Mick felt turbulence at his right elbow as someone jostled him, sliding onto the barstool next to his. He smelled that spicy scent she wore.
“Hey,” he said to Consuelo.
“Hey,” she said back.
Trevor’s fluid expression immediately went jovial again. “What’s your poison?” he said like a noir-movie bartender, with a pretty good New York accent.
“Give her whatever she wants,” said Mick. “She works with me, she works her ass off. I owe her.”
“Yes you do,” said Consuelo. Mick could feel heat, perhaps from a recent hot shower, coming off her skin; her face looked scrubbed. Her hair was slicked back, and she’d rolled up her sleeves to reveal, or maybe show off, the tattoos on her sinewy, slender forearms: on one, a small blue Earth with the words EN PELIGRO DE EXTINCIÓN arched over it in Gothic script; on the other, CHINGA TU TIO SAM across a miniature of the old American army-recruitment-poster figure in his top hat; and above it, a simple cartoon Popeye-style ship’s anchor with a tiny, intricate monarch butterfly perched on it, whatever that meant. Beata, Mick’s little sister, had sported similar symbolic protestations. Seeing these tattoos on Consuelo made him miss her.
Consuelo looked past him at the Greeks over in the corner and then flickered to the South Africans. “Trevor, what’s the word?”
“Sad,” said Trevor. “Mick refuses to do a striptease for the talent show.”
“I would pay him not to do one,” she said. She tapped a finger on the bar top while she thought. “Wine, please. Anything red, whatever.” She turned to Mick. “How’d it go upstairs? Did they like the food?”
“I fucked up,” he said. “Chef was pissed.”
She took a gulp of wine like a hungry animal at its trough. “What did you do?”
“Talked too much.”
“Chef is a fucker.” She drank greedily again.
“He’s all right.
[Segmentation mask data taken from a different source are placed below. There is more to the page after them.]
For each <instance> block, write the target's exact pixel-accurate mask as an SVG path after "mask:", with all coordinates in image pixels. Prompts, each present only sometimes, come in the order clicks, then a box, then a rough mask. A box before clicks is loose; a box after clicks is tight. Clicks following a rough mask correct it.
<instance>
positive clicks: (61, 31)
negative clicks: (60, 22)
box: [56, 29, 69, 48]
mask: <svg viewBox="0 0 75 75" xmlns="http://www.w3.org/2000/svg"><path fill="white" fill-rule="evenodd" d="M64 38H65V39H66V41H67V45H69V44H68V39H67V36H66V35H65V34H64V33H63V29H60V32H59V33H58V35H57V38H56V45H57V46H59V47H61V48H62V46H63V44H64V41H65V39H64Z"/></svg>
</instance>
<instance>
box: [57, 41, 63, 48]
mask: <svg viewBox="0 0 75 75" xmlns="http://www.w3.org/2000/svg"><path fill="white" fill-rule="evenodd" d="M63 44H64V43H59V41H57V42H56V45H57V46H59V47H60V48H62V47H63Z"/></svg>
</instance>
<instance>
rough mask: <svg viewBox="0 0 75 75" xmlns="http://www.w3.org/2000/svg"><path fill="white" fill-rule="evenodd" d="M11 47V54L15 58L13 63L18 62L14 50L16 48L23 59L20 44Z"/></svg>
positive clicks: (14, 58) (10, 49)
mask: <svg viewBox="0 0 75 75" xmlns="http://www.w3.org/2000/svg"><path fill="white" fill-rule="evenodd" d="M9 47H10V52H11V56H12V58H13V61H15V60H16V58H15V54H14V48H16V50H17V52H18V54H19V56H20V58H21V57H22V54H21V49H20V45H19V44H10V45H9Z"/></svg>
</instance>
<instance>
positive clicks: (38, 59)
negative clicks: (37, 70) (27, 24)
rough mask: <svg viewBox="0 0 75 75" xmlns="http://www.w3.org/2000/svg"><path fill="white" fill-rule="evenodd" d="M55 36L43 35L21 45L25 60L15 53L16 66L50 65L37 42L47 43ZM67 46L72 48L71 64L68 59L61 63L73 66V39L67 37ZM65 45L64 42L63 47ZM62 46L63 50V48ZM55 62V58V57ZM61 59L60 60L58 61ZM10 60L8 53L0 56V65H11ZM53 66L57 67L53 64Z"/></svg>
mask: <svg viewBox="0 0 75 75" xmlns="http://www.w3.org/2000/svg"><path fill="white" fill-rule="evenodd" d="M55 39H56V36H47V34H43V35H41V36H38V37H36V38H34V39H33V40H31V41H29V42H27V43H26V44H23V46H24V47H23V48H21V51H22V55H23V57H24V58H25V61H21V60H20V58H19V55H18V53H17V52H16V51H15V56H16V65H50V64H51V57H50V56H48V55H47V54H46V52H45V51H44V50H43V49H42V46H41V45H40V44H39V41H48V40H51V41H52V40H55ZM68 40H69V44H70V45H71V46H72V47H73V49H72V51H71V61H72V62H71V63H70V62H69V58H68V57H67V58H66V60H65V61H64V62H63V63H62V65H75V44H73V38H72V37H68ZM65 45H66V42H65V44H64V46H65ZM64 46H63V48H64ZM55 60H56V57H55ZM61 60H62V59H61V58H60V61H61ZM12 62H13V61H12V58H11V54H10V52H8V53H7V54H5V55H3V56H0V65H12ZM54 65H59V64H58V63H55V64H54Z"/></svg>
It was my fault.”
“No,” said Consuelo, “he’s a tyrant.”
“He has to be. It’s part of his job.”
“No, he’s worse than most. Control-freak asshole.”
“Are you drunk already? You can’t say that to me. I’m your boss, technically.”
“Fuck that,” she said. “Outside of the kitchen, no one is my boss. And after this cruise, I have no job.”
She was still sparking with heat, but now it struck him that the source was internal. It was anger. Not at Mick, but at something connected to him, associated with him, his temporary executive power. Flames crackled in her skull and shot their light out through her eyes. And it wasn’t only Consuelo he was feeling it from. Even Trevor’s flirting with him held a flash of insubordinate aggression under the fawning sweetness.
Mick reached along the bar and picked up someone’s abandoned cigarette pack. Trevor raised an eyebrow, but went on washing glasses without a word, so Mick took one of the cigarettes and lit up.
There was a dark thing growing here in the crew lounge, like smoke from a damp, slow-burning dirty fire, expanding into a choking fog. Mick didn’t like it. And he didn’t share it. The Isabella was, so far, a pretty good ship to work on, with an American captain and officers and a small passenger list and good conditions, except for the crew’s quarters, which were damp and moldy, but how much time did anyone actually spend in their tiny dark room except to sleep? So they were being let go, so what? They’d find jobs on other ships. Cabaret wasn’t the only company, not by a long shot. This entire crew could apply to Disney, Royal Caribbean, Holland, Princess, Carnival, Norwegian, any of the other fleets, and they might even find better pay and conditions.